After an unrelenting feast of brand new wines, it came as something of a relief this weekend to open a couple of older bottles. Nothing rare or expensive, just a bottle kindly brought by dinner guests and another found in a forgotten box unearthed whilst tidying the cellar.
1994 Cartuxa Reserva, Evora : hand on heart, I knew ABSOLUTELY NOTHING about this wine and the back label, written in a teensy font was not illuminating. In the cold light of the following morning I made a quick online search and found the winery website (www.cartuxa.pt) which told me the Reserva is ” a blend of Trincadeira, Aragonez, Alfrocheiro and Alicante Bouschet planted in the Fundação Eugénio de Almeida vineyards”. Obviously.

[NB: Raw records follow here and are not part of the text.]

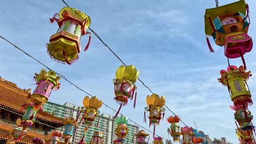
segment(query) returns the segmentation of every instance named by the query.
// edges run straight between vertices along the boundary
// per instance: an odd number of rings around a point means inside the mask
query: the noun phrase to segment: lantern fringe
[[[58,13],[56,13],[54,14],[54,16],[53,16],[53,17],[51,18],[50,18],[50,22],[51,22],[51,23],[53,23],[54,21],[58,22],[59,22],[59,19],[56,18],[56,17],[59,15]]]
[[[55,58],[54,58],[54,57],[53,56],[52,56],[51,55],[51,53],[50,53],[50,51],[49,51],[48,50],[48,44],[47,43],[47,44],[46,45],[46,49],[47,50],[47,53],[48,53],[48,55],[49,56],[50,56],[50,57],[54,59],[54,61],[56,61],[57,62],[59,63],[62,63],[63,64],[66,64],[66,62],[65,61],[61,61],[60,59],[56,59]]]
[[[206,37],[206,41],[207,41],[208,47],[209,47],[209,50],[210,51],[210,52],[214,52],[214,50],[213,50],[213,49],[212,49],[212,47],[211,45],[209,38],[208,38],[208,37]]]
[[[144,119],[143,119],[143,122],[147,123],[147,119],[146,117],[146,111],[144,111]]]
[[[122,104],[120,105],[119,109],[118,109],[118,111],[117,112],[117,113],[115,113],[115,116],[114,117],[114,118],[115,118],[118,115],[118,113],[119,113],[120,110],[121,110],[121,108],[122,107]]]
[[[88,43],[87,43],[86,46],[85,46],[85,47],[84,48],[84,51],[88,50],[89,46],[90,45],[90,43],[91,42],[91,34],[90,34]]]
[[[134,98],[133,108],[135,108],[136,105],[137,92],[135,93],[135,98]]]

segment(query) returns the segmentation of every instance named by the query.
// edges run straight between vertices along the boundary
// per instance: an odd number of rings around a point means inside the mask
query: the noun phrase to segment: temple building
[[[10,131],[17,127],[16,121],[21,118],[25,110],[20,111],[31,97],[31,89],[22,89],[11,82],[0,77],[0,143],[5,143]],[[26,129],[27,134],[18,143],[33,143],[32,139],[47,139],[50,132],[63,126],[63,118],[57,117],[54,113],[39,111],[32,127]]]

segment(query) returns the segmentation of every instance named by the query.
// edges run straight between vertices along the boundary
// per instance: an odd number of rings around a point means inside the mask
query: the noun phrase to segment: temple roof
[[[19,110],[27,102],[27,97],[31,95],[30,91],[30,88],[22,89],[19,88],[16,84],[6,81],[0,76],[0,107],[14,112],[24,113],[25,110],[22,112],[20,112]],[[57,124],[62,124],[65,120],[42,111],[37,113],[36,119]]]

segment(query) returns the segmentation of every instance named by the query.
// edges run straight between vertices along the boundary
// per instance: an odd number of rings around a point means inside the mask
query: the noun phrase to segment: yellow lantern
[[[149,112],[149,127],[154,125],[154,136],[155,134],[155,125],[159,124],[160,119],[164,118],[165,109],[162,107],[165,104],[165,96],[161,98],[154,93],[150,96],[147,96],[147,104],[148,106],[145,107],[145,110]],[[144,113],[144,118],[146,122],[146,112]]]
[[[59,62],[68,64],[75,62],[80,52],[80,39],[82,35],[89,34],[86,28],[90,26],[91,18],[85,13],[73,8],[64,7],[59,14],[50,19],[51,22],[56,21],[59,28],[51,36],[48,44],[48,52],[52,58]],[[88,49],[89,41],[84,51]]]
[[[95,117],[100,113],[98,109],[102,105],[102,100],[99,100],[97,97],[94,96],[90,98],[88,96],[84,97],[83,100],[83,104],[85,106],[83,111],[85,113],[83,116],[84,121],[84,123],[88,127],[91,125],[92,122],[94,121]],[[98,117],[100,119],[100,117]],[[99,119],[98,119],[98,123]],[[97,124],[96,125],[97,127]],[[86,129],[88,128],[86,128]],[[85,130],[86,131],[86,130]]]
[[[228,87],[235,106],[252,105],[252,95],[246,82],[252,76],[250,71],[246,71],[242,65],[238,69],[235,65],[230,65],[228,71],[222,70],[220,73],[222,77],[218,79],[219,82]]]

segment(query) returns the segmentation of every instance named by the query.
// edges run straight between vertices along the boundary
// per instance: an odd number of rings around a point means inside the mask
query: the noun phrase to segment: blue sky
[[[220,1],[219,5],[235,1]],[[223,47],[215,45],[210,38],[216,52],[210,53],[205,39],[205,9],[214,7],[215,1],[155,2],[66,1],[69,6],[91,17],[91,28],[126,64],[133,64],[140,70],[139,77],[153,92],[165,95],[166,105],[187,125],[195,127],[195,121],[199,130],[212,139],[225,136],[234,143],[238,143],[235,133],[234,111],[229,106],[232,101],[227,88],[217,80],[220,77],[219,71],[226,69],[228,66]],[[247,2],[251,8],[248,34],[254,39],[256,10],[253,7],[256,2],[252,0]],[[45,44],[58,28],[56,23],[50,23],[49,18],[65,6],[61,0],[4,1],[0,5],[0,34],[118,109],[119,105],[113,100],[112,80],[121,63],[96,37],[92,35],[89,50],[81,52],[79,60],[71,65],[58,63],[47,53]],[[82,49],[88,39],[88,35],[82,38]],[[3,40],[0,40],[0,45],[1,76],[22,88],[30,88],[34,83],[34,74],[45,68]],[[256,71],[255,56],[254,49],[245,55],[252,78]],[[242,64],[240,58],[230,59],[230,63],[238,67]],[[63,79],[60,82],[60,89],[52,93],[49,100],[60,104],[69,101],[82,105],[85,94]],[[255,101],[256,81],[250,79],[248,83]],[[136,109],[133,109],[133,101],[130,101],[121,112],[148,128],[143,118],[146,96],[150,93],[139,81],[136,85]],[[254,105],[249,109],[253,114],[256,113]],[[104,106],[100,111],[115,114]],[[171,115],[166,111],[166,118]],[[165,119],[156,127],[156,133],[168,139],[166,130],[170,124]],[[153,127],[150,129],[153,131]]]

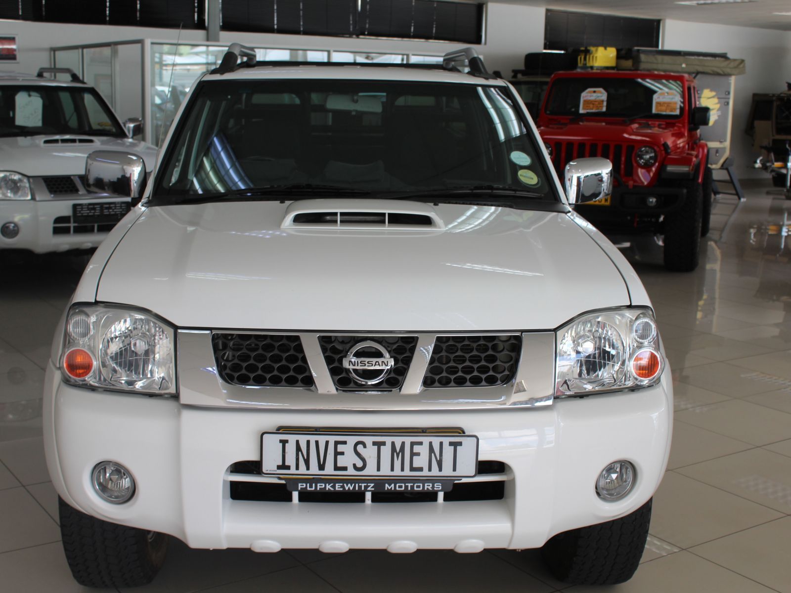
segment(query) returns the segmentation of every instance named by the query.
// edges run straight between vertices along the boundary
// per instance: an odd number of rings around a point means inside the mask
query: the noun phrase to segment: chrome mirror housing
[[[146,187],[146,163],[131,153],[94,150],[85,160],[89,191],[139,198]]]
[[[133,138],[141,134],[143,130],[143,120],[140,117],[131,117],[123,123],[123,129],[127,131],[129,138]]]
[[[583,204],[612,193],[612,164],[607,159],[577,159],[566,165],[563,185],[569,204]]]

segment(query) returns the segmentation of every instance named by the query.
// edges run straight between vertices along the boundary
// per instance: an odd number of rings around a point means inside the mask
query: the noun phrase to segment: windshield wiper
[[[223,191],[217,194],[187,194],[183,195],[154,198],[154,202],[162,201],[173,204],[190,203],[205,204],[210,202],[265,202],[279,201],[284,196],[293,199],[295,194],[308,195],[368,195],[368,190],[343,187],[336,185],[317,185],[314,183],[290,183],[287,185],[269,185],[264,187]]]

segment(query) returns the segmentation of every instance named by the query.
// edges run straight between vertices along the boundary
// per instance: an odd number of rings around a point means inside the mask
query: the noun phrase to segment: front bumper
[[[84,512],[161,531],[194,548],[536,548],[552,535],[626,515],[656,491],[672,422],[669,368],[654,387],[545,407],[444,411],[257,410],[185,406],[74,387],[51,363],[44,388],[47,463],[59,494]],[[461,427],[479,459],[510,468],[497,500],[304,503],[232,500],[229,467],[259,458],[260,433],[279,426]],[[616,459],[637,483],[606,503],[594,485]],[[95,464],[123,463],[137,484],[125,504],[93,491]]]
[[[118,196],[67,196],[41,200],[0,200],[0,225],[14,222],[14,239],[0,236],[0,249],[25,249],[34,253],[66,251],[98,247],[114,225],[74,225],[74,204],[130,202]],[[68,219],[68,220],[66,220]]]

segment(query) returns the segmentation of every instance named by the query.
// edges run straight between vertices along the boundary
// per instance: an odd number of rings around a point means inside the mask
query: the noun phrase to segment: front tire
[[[696,181],[685,183],[681,209],[664,218],[664,266],[674,272],[691,272],[700,258],[703,188]]]
[[[165,562],[168,536],[103,521],[58,497],[63,552],[74,580],[85,587],[138,587]]]
[[[640,565],[650,522],[651,500],[621,519],[558,534],[541,554],[553,576],[566,583],[625,583]]]

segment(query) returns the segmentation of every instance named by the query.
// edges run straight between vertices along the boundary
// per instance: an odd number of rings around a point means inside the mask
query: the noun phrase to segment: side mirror
[[[696,107],[692,110],[692,125],[695,127],[708,126],[711,117],[711,110],[707,107]]]
[[[569,204],[583,204],[606,198],[612,193],[612,164],[592,157],[572,161],[563,172]]]
[[[143,131],[143,119],[141,117],[131,117],[123,123],[123,129],[129,138],[137,136]]]
[[[136,154],[94,150],[85,160],[89,191],[139,198],[146,187],[146,163]]]

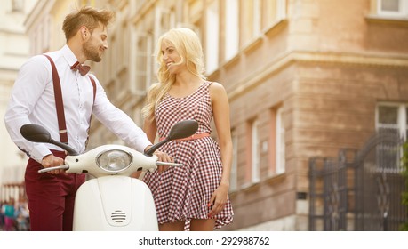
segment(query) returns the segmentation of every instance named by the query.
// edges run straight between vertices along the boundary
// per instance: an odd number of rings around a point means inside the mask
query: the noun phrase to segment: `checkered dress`
[[[210,84],[211,82],[204,82],[194,93],[184,98],[172,98],[168,93],[164,97],[155,113],[160,137],[165,137],[174,124],[186,119],[198,122],[196,133],[211,133]],[[162,173],[148,173],[143,181],[153,193],[158,222],[185,221],[188,229],[191,219],[208,219],[211,207],[207,204],[222,173],[220,147],[211,137],[204,137],[170,141],[160,150],[172,156],[183,166],[170,167]],[[229,199],[224,210],[213,218],[217,219],[215,229],[232,222]]]

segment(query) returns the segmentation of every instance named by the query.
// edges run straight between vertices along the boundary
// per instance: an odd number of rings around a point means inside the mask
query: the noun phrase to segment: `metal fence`
[[[408,219],[402,205],[403,141],[379,133],[361,150],[309,160],[309,230],[398,230]]]

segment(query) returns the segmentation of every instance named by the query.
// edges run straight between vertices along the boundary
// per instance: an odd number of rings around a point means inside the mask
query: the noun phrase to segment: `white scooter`
[[[198,124],[194,120],[176,124],[169,136],[153,145],[145,154],[122,145],[103,145],[78,155],[69,146],[54,141],[48,131],[37,124],[25,124],[20,133],[34,142],[57,145],[68,152],[64,165],[44,168],[38,173],[64,169],[66,173],[89,173],[95,178],[78,189],[74,207],[74,230],[158,230],[153,196],[140,180],[131,178],[136,172],[153,172],[157,165],[180,166],[157,161],[153,156],[160,146],[172,140],[188,137]]]

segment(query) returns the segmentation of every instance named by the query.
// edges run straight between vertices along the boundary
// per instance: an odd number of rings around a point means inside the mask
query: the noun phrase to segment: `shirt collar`
[[[65,44],[60,51],[62,56],[65,58],[65,60],[67,60],[69,67],[74,65],[76,61],[78,61],[78,59],[76,59],[74,52],[67,44]]]

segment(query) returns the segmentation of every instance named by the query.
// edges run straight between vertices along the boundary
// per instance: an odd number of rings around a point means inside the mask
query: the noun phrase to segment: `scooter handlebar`
[[[176,164],[176,163],[167,163],[167,162],[162,162],[162,161],[156,161],[156,165],[157,166],[173,166],[173,167],[182,167],[182,164]]]
[[[69,169],[69,166],[63,165],[59,165],[59,166],[44,168],[44,169],[39,170],[38,173],[41,173],[51,172],[51,171],[53,171],[53,170],[68,170],[68,169]]]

I would have had trouble picking this as Portuguese wine as it didn’t have the gravelly tannins I usually associate with Dao or Bairrada and I am not certain I would recognize the defining characters of Trincadeira . Instead it was a wonderfully mature red with a strong forest floor, aged leather and sweet spice character, silky tannins and still a surprising degree of freshness. It was delicious and a welcome distraction from the barbecued beef that I had forgotten was still ON the barbecue and so was served dans le style anglais. ie. well done.
1988 Jurancon Clos Uroulat, Charles Hours : I know the wines of Domaine Cauhape well as I used to sell them in London but was once tempted to buy a mixed case of dry and moelleux Jurancon from a range of other producers. I must have drunk the dry wines some time ago but still have some of the late picked wines left. Charles Hours makes two wines; the dry Cuvee Marie and the late harvest Clos Uroulat, the latter made from 100% petit manseng and aged for 10 months in barrel. If I was honest, this wine was perhaps a little too old but although the intense sweetness had been replaced by a dried apricot and honeyed marmalade edge there was still enough sugar to accompany my boiled orange and almond cake.